An auto racing fan who became one of the sport’s major promoters, Paul Kuhl (May 8, 1927 – July 22, 2014) was a prominent businessman in the poultry equipment industry who really loved the Modified stock cars and during his long tenure at the old Flemington (N.J.) Fair Speedway he did everything that he could to see that the track, the fans and the headline-division Modifieds were all well-served.
Kuhl was the president of the Flemington Fair’s board of directors in 1970 when the Tri-State Modified & Sportsman Car Owners Organization was formed by a group of prominent drivers and car owners who were seeking to get unified car-building rules and more purse money. And, as a result of this, the speedway found itself in a bit of trouble.
In an effort to get things back to where they should be, Kuhl began promoting the races that were taking place on the facility’s then-half-mile dirt track in 1971 and those efforts included making sure that Flemington lived up to its billing as “Modified Country U.S.A.”
Prior to Flemington’s Kuhl era, there was certainly nothing wrong with the Modified races that were held there from the late 1950s throughout the 1960s as they were headlined by such track champions as EMPA Hall of Famers Al Tasnady (1958-1961 & 1963-1966), Jackie McLaughlin (1956, 1957 and 1962) and Frankie Schneider (1969).
But Kuhl made a special attempt to highlight and promote Flemington and the Modifieds to the fullest and in that regard he immediately made the track’s official color purple and used a purple 1971 Dodge Challenger convertible as the pace car. And while that might seem to have been just a simple public-relations move, they are two of the most remembered and recognizable things about the Kuhl years at Flemington.
Kuhl enlarged the track to a 5/8-mile layout in 1972 and the first high-rise bleachers were added to the seating facilities in 1975. Then, after the kidney-shaped 1.5-mile-asphalt Trenton International Speedway at the old New Jersey State Fairgrounds closed due to bankruptcy in 1978, he purchased all of the aluminum bleachers and used them to virtually surround the track. And in 1987 he replaced the infamous wooden guardrail that surrounded “The Square” – the track’s nickname because of its roughly square shape – with a new steel barrier.

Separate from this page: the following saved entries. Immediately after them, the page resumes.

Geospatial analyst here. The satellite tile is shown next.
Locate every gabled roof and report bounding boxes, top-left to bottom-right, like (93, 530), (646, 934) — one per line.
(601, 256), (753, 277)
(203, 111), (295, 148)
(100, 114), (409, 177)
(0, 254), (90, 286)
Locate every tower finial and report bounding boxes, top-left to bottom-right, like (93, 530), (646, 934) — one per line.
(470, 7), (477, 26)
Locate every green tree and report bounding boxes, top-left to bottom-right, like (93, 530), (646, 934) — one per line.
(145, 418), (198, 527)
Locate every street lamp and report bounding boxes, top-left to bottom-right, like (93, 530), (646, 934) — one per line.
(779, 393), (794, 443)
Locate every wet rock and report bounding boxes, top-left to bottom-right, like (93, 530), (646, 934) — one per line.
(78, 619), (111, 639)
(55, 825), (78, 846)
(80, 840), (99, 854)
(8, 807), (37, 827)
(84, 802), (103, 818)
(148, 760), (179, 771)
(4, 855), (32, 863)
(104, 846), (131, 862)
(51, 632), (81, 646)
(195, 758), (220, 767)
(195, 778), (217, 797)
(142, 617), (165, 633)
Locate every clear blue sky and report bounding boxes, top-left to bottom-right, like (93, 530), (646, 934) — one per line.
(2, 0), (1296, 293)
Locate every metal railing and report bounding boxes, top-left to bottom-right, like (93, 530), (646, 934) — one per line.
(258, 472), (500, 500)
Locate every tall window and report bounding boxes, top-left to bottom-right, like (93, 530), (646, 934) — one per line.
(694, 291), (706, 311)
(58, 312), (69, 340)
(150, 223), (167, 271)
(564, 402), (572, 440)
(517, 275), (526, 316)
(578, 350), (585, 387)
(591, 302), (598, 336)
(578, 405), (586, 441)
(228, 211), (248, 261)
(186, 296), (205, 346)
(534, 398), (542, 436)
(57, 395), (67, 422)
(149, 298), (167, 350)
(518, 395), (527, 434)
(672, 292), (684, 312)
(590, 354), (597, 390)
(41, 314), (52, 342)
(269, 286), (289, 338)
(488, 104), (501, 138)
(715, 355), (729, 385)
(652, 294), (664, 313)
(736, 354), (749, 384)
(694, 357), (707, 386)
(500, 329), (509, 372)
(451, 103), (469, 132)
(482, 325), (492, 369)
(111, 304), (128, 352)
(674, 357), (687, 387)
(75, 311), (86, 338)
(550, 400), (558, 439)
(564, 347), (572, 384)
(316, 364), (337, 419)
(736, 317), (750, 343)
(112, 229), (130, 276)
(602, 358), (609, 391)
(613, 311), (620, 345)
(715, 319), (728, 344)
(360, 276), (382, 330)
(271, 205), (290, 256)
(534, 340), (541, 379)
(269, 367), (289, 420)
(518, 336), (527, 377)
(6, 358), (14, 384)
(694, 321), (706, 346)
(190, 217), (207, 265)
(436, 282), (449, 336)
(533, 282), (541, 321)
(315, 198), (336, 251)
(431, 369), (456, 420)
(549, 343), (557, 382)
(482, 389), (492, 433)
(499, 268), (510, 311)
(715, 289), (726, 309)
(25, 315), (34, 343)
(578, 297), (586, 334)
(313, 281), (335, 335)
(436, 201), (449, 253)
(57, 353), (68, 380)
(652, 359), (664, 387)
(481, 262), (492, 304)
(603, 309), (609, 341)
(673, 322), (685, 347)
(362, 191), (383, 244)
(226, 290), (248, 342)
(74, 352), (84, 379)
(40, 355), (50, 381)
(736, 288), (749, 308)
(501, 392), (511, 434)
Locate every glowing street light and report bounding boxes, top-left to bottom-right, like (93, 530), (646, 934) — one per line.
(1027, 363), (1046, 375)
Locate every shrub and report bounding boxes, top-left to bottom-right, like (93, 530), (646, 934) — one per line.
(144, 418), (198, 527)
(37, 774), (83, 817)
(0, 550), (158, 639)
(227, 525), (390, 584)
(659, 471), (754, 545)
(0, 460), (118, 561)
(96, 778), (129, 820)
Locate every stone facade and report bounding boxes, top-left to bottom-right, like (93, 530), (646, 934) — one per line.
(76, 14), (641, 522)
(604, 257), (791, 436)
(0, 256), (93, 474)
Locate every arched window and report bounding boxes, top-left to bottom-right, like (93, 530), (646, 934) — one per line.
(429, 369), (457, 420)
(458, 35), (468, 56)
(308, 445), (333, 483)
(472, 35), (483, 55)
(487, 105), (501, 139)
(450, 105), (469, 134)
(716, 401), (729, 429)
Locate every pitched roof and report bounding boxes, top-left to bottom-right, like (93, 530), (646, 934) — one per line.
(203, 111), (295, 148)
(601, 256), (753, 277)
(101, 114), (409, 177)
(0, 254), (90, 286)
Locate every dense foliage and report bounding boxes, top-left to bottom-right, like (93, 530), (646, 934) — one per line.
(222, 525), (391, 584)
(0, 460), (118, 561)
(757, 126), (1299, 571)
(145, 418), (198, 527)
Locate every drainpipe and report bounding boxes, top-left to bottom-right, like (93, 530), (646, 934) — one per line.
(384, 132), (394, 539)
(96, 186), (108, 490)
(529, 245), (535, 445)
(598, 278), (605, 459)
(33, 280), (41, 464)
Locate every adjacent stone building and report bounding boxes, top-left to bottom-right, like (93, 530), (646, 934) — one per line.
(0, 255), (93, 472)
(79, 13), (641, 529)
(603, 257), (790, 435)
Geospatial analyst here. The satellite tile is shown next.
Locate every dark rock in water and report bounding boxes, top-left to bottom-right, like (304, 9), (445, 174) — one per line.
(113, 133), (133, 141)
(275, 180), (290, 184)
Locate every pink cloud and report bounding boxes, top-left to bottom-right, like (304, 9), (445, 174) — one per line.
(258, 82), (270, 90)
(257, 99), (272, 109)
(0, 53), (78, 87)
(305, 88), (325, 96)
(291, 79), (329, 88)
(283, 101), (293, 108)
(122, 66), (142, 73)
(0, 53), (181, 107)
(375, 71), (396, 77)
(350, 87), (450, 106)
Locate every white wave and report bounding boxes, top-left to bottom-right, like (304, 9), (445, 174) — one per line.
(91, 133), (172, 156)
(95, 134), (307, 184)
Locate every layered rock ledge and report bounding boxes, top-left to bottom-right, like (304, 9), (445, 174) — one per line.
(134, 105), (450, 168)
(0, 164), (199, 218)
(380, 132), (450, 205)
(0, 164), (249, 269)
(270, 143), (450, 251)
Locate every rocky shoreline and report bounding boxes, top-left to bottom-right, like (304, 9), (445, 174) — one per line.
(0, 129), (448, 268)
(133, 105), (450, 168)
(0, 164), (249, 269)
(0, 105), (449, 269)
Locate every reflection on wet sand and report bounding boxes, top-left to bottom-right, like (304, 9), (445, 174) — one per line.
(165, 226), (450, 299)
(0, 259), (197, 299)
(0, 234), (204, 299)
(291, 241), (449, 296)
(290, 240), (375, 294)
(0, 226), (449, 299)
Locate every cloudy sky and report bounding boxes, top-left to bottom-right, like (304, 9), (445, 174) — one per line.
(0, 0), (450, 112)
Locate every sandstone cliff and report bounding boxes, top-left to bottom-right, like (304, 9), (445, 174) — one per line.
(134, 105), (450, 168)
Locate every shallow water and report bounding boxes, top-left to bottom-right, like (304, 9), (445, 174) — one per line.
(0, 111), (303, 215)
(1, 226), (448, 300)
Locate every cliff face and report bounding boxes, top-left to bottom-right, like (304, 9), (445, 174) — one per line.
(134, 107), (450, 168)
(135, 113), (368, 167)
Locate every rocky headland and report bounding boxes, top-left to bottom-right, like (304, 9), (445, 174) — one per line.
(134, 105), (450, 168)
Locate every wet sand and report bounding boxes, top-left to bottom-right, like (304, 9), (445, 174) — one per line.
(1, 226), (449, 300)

Flemington’s covered grandstand along the front straightaway and the midway atmosphere of its fairgrounds location added a great deal to the excitement of its events, and the annual National Dirt Track Championship 200 (1972-1990) was one of the most popular and most competitive events on the Modified circuit.

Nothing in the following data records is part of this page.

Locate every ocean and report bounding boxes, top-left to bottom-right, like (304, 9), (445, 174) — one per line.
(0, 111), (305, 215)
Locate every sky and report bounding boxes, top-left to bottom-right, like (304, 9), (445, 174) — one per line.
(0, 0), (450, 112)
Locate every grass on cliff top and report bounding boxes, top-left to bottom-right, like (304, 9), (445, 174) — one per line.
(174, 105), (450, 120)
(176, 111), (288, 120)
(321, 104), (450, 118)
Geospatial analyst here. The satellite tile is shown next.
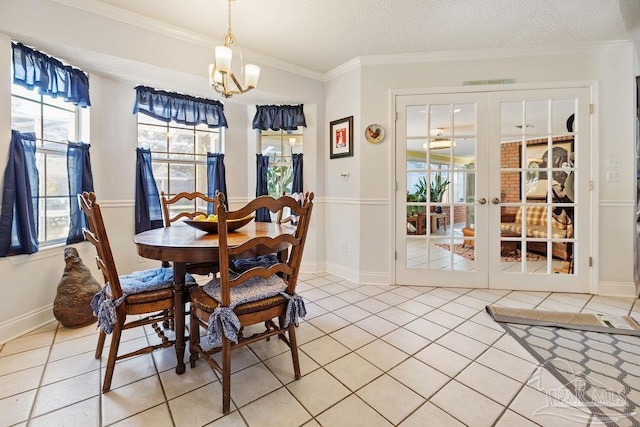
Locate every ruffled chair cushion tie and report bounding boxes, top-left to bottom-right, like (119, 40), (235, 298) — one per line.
(280, 292), (306, 327)
(206, 307), (241, 347)
(91, 267), (195, 334)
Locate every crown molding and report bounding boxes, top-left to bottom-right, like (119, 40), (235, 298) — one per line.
(324, 57), (362, 82)
(50, 0), (324, 82)
(359, 40), (631, 66)
(325, 40), (631, 80)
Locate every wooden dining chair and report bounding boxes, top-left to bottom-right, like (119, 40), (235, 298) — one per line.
(79, 191), (183, 393)
(276, 191), (304, 225)
(161, 191), (217, 226)
(160, 191), (220, 276)
(188, 191), (314, 413)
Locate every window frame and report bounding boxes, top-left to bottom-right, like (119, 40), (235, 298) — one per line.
(136, 113), (222, 207)
(260, 129), (303, 198)
(10, 84), (87, 247)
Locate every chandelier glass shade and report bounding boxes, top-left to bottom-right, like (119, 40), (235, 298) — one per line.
(209, 0), (260, 98)
(423, 128), (454, 150)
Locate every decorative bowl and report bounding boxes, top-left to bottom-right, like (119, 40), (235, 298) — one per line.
(183, 216), (254, 234)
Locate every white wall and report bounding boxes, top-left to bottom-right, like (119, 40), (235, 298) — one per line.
(0, 0), (325, 343)
(353, 43), (637, 294)
(0, 0), (637, 343)
(324, 67), (362, 281)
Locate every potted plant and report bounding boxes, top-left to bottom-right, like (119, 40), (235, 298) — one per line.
(430, 174), (450, 213)
(406, 177), (427, 216)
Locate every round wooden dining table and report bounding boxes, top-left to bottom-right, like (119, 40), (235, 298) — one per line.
(133, 221), (292, 374)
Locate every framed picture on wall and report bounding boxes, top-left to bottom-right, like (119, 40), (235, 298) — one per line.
(522, 139), (573, 199)
(330, 116), (353, 159)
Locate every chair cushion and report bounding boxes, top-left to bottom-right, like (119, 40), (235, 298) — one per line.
(203, 273), (287, 307)
(201, 274), (306, 347)
(230, 254), (278, 274)
(91, 267), (195, 334)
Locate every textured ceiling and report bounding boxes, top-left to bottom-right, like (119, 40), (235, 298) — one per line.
(90, 0), (632, 74)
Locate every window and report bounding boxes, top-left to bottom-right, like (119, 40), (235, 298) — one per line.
(260, 130), (303, 197)
(137, 113), (221, 205)
(10, 84), (88, 246)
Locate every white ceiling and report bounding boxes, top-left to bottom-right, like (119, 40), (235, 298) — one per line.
(88, 0), (635, 75)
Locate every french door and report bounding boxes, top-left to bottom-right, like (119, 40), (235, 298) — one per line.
(395, 86), (591, 292)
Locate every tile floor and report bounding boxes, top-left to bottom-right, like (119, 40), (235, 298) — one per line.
(1, 273), (639, 426)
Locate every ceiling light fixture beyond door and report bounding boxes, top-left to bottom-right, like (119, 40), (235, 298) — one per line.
(209, 0), (260, 98)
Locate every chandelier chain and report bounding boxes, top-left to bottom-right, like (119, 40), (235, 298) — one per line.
(225, 0), (233, 46)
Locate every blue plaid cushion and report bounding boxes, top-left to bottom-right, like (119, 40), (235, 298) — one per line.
(91, 268), (195, 334)
(202, 274), (306, 347)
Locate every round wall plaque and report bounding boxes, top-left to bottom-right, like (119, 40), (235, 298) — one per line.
(365, 124), (385, 144)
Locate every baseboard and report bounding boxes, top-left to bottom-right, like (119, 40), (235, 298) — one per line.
(0, 304), (56, 345)
(597, 281), (639, 298)
(300, 260), (324, 275)
(324, 261), (361, 284)
(358, 271), (391, 285)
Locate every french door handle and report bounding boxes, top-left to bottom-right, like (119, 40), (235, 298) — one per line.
(492, 197), (501, 205)
(477, 198), (487, 205)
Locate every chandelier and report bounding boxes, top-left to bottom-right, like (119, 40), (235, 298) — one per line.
(209, 0), (260, 98)
(423, 128), (455, 150)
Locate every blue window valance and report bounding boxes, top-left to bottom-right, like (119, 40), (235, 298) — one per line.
(133, 86), (227, 128)
(252, 104), (306, 131)
(12, 42), (91, 107)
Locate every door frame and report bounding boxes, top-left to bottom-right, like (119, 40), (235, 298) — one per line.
(389, 80), (599, 293)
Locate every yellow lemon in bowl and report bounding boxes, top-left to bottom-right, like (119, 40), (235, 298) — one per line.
(194, 214), (206, 221)
(206, 214), (218, 222)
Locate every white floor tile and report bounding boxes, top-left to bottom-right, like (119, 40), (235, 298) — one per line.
(356, 374), (425, 425)
(316, 394), (393, 427)
(32, 369), (100, 418)
(414, 343), (471, 377)
(101, 375), (166, 425)
(431, 380), (504, 427)
(398, 402), (465, 427)
(325, 353), (383, 391)
(160, 357), (217, 400)
(0, 389), (36, 427)
(381, 328), (430, 355)
(436, 331), (489, 359)
(307, 312), (350, 334)
(263, 349), (319, 384)
(356, 339), (408, 371)
(109, 403), (174, 427)
(454, 319), (504, 345)
(300, 335), (350, 366)
(29, 396), (100, 427)
(403, 318), (449, 341)
(455, 362), (522, 406)
(3, 288), (637, 427)
(168, 382), (229, 427)
(0, 365), (44, 400)
(494, 409), (540, 426)
(388, 357), (450, 400)
(333, 305), (373, 323)
(0, 346), (49, 377)
(41, 350), (100, 385)
(227, 363), (282, 408)
(240, 387), (312, 427)
(286, 368), (350, 416)
(377, 306), (418, 326)
(0, 331), (55, 357)
(330, 324), (377, 351)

The track was also considered one of the top venues in dirt-track Modified stock-car racing and it roster of drivers included such EMPA Hall of Famers as Stan Ploski Jr., Billy Osmun, Glenn Fitzcharles, Joe Kelly and Gerald Chamberlain, as well as Billy Pauch Sr., Sammy Beavers, Kenny Brightbill, Ken Brenn Jr. and Jimmy Horton.

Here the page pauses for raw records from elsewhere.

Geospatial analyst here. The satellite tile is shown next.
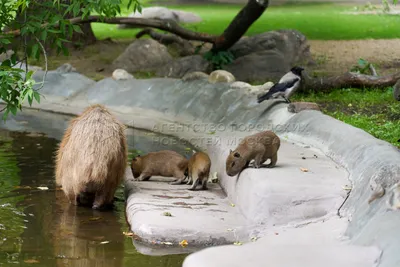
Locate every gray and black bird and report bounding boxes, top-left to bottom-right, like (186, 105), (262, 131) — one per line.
(257, 66), (304, 104)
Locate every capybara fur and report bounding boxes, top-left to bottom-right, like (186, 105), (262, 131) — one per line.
(226, 131), (280, 177)
(130, 150), (188, 183)
(186, 151), (211, 191)
(55, 104), (128, 210)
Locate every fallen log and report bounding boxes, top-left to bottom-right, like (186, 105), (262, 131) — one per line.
(302, 71), (400, 92)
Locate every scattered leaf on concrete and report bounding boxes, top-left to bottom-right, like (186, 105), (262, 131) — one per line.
(184, 147), (191, 151)
(123, 232), (134, 237)
(226, 228), (233, 232)
(251, 237), (258, 242)
(100, 241), (109, 244)
(37, 186), (48, 190)
(233, 242), (242, 246)
(230, 203), (235, 207)
(179, 240), (188, 247)
(301, 157), (306, 160)
(163, 242), (173, 245)
(162, 212), (172, 217)
(24, 259), (39, 264)
(208, 131), (216, 135)
(342, 186), (352, 191)
(300, 168), (309, 172)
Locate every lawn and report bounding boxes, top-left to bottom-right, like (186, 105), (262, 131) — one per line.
(91, 2), (400, 40)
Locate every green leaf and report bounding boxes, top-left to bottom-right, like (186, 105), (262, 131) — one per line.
(10, 105), (17, 115)
(0, 38), (11, 44)
(33, 91), (40, 103)
(72, 25), (83, 34)
(41, 30), (48, 41)
(27, 94), (33, 106)
(31, 43), (39, 59)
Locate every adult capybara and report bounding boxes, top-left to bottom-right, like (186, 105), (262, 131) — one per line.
(55, 104), (127, 210)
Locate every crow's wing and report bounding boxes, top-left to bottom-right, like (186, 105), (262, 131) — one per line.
(257, 78), (300, 103)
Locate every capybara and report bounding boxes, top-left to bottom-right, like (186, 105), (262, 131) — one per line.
(186, 151), (211, 191)
(130, 150), (188, 183)
(226, 130), (280, 177)
(55, 104), (127, 210)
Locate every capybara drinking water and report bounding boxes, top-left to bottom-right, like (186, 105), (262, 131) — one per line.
(55, 104), (128, 210)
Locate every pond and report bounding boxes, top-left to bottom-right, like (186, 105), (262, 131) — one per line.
(0, 109), (194, 267)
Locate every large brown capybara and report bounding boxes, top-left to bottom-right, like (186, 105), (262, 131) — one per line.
(55, 104), (128, 210)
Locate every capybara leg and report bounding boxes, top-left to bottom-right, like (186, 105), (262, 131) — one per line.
(265, 153), (277, 168)
(138, 173), (151, 181)
(253, 154), (264, 169)
(170, 171), (187, 185)
(186, 175), (192, 185)
(201, 178), (208, 190)
(170, 178), (185, 185)
(188, 174), (199, 191)
(92, 192), (110, 211)
(66, 192), (78, 206)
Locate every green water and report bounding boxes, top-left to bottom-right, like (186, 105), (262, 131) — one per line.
(0, 111), (194, 267)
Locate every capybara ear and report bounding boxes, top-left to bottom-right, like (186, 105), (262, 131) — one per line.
(233, 151), (241, 158)
(229, 149), (233, 154)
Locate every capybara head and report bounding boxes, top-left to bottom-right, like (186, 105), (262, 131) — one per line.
(226, 149), (247, 177)
(130, 155), (143, 178)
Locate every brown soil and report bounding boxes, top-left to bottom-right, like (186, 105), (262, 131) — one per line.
(309, 39), (400, 76)
(31, 38), (400, 80)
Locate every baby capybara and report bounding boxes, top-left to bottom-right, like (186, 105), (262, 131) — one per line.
(130, 150), (188, 183)
(226, 130), (280, 177)
(186, 151), (211, 191)
(55, 104), (127, 210)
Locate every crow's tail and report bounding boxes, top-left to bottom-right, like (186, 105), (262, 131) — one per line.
(257, 91), (273, 104)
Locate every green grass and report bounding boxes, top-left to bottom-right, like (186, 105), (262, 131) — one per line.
(91, 2), (400, 41)
(293, 87), (400, 148)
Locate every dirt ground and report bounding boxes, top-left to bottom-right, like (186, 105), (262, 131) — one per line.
(309, 39), (400, 76)
(36, 38), (400, 80)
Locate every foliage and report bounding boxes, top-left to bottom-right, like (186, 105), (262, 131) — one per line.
(203, 50), (235, 70)
(0, 0), (142, 121)
(294, 87), (400, 148)
(350, 58), (375, 75)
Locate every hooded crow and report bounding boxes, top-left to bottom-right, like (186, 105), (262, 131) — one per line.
(257, 66), (304, 104)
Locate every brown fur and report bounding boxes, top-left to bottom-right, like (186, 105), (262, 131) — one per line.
(55, 104), (128, 210)
(130, 150), (188, 183)
(186, 151), (211, 191)
(226, 131), (280, 177)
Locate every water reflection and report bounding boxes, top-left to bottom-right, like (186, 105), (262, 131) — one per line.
(0, 119), (189, 267)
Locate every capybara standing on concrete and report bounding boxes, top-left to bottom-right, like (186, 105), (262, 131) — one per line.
(55, 104), (128, 210)
(226, 130), (280, 177)
(186, 151), (211, 191)
(130, 150), (188, 183)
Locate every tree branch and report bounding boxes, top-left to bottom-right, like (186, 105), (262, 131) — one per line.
(3, 16), (217, 44)
(302, 71), (400, 92)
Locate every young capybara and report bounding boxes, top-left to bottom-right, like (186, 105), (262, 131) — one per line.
(130, 150), (188, 183)
(55, 104), (127, 210)
(186, 151), (211, 191)
(226, 130), (280, 177)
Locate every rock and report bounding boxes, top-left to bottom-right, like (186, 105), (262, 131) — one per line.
(56, 63), (76, 73)
(208, 70), (235, 84)
(0, 50), (14, 63)
(230, 81), (252, 90)
(394, 79), (400, 101)
(250, 81), (274, 96)
(223, 29), (314, 83)
(112, 69), (134, 80)
(182, 71), (209, 81)
(287, 102), (321, 113)
(112, 39), (173, 73)
(156, 55), (210, 78)
(118, 7), (202, 29)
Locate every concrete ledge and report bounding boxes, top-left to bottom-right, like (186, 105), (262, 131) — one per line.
(9, 68), (400, 267)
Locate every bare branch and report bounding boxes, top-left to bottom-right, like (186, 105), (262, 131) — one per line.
(33, 36), (48, 91)
(3, 16), (217, 44)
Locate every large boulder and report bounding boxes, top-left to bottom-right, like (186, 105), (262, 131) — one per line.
(156, 55), (210, 78)
(112, 39), (173, 74)
(118, 6), (202, 29)
(223, 29), (314, 83)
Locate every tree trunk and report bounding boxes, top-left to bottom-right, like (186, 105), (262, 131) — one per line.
(302, 71), (400, 92)
(212, 0), (269, 52)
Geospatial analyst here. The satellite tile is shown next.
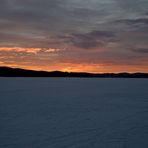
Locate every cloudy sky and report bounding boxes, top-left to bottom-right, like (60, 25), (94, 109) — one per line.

But the dirt track’s unique square-shape also led to its downfall as it was located right next to a very busy and developing Route 31 and it was hard to control the dust that was churned up as the cars ran sideways for much of their circuit around the racing surface. So, due to community pressures, Kuhl was forced to pave his speedway for the 1991 season.
Now the focus was on asphalt racing and Kuhl did his best to provide a top-quality weekly show of DIRT/Asphalt Modifieds, NASCAR Tour-style Modifieds and Late Models. Plus, he also brought in the then-new NASCAR Craftsman Truck Series when much of its schedule was run on local short tracks.
Unfortunately, though, things just weren’t the same at Flemington, its land was eventually sold for commercial development and the historic old speedway closed after the 2000 season.
Kuhl also purchased the Bridgeport (N.J.) Speedway in 1989 and he ran Flemington (full member) and Bridgeport (associate member) under DIRT sanction. But he divested himself of the South Jersey 5/8-mile dirt track after the 1992 season and concentrated his efforts on running the Flemington Fair Speedway until the end.